Prices are expected to continue to grow in 2012 by approximately 4%, according to Hamptons International's latest Prime Central London index.
The figures are in stark contrast to the largely flat national house price growth, which is expected to finish down 2%.
Against a backdrop of strong international demand for prime London property in the first half of 2011, Hamptons International's buyer profile index tracking the nationality of prime central London purchasers, shows that international buyers accounted for 56% of all purchases in the third quarter of 2011, down from the 73% in the previous quarters.
Europeans bought 20%, followed by Middle Eastern buyers with 15%, Far Eastern buyers at 10% and Russians and Chinese both at 5% respectively.
The data also shows that in the third quarter more there were more British buyers in the prime sector, up 10% compared with the second quarter of the year. The number of Chinese buyers fell by 8% in the same period, while Russian and Far East buyers fell 5% and 4% respectively. The number of European Union and Middle East buyers remained roughly the same.
‘While there are seasonality fluctuations with international demand for prime Central London property, accounting for the drop in Chinese buyers over the summer period, for example, the nationality mix compared with quarter tow this year reflects a modest receding of international demand overall,’ said Adam Challis, head of research at Hamptons International.

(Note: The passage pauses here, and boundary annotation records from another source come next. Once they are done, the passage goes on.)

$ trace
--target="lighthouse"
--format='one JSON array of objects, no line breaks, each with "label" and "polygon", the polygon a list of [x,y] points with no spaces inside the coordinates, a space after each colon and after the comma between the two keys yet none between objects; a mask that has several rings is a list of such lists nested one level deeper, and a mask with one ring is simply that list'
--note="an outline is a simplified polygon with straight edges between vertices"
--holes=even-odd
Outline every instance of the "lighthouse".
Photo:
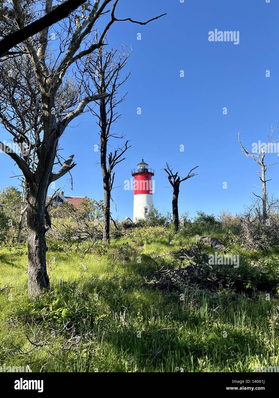
[{"label": "lighthouse", "polygon": [[135,222],[148,214],[153,204],[152,177],[154,170],[148,168],[148,164],[142,159],[138,164],[137,168],[132,170],[132,175],[135,178],[133,221]]}]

‘This is in part due to the unusually high levels of demand from internationals in the first half of 2011, where many buyers were using prime London property as a defensive investment in a period of extreme economic uncertainty,’ he explained.
Looking ahead taxation policies which target high net worth individuals in the UK are likely to take be a consideration in the prime central London sector. ‘The global nature of many Prime London purchasers means high earner taxation policies in the UK must be compared with those on a global scale,’ said Challis.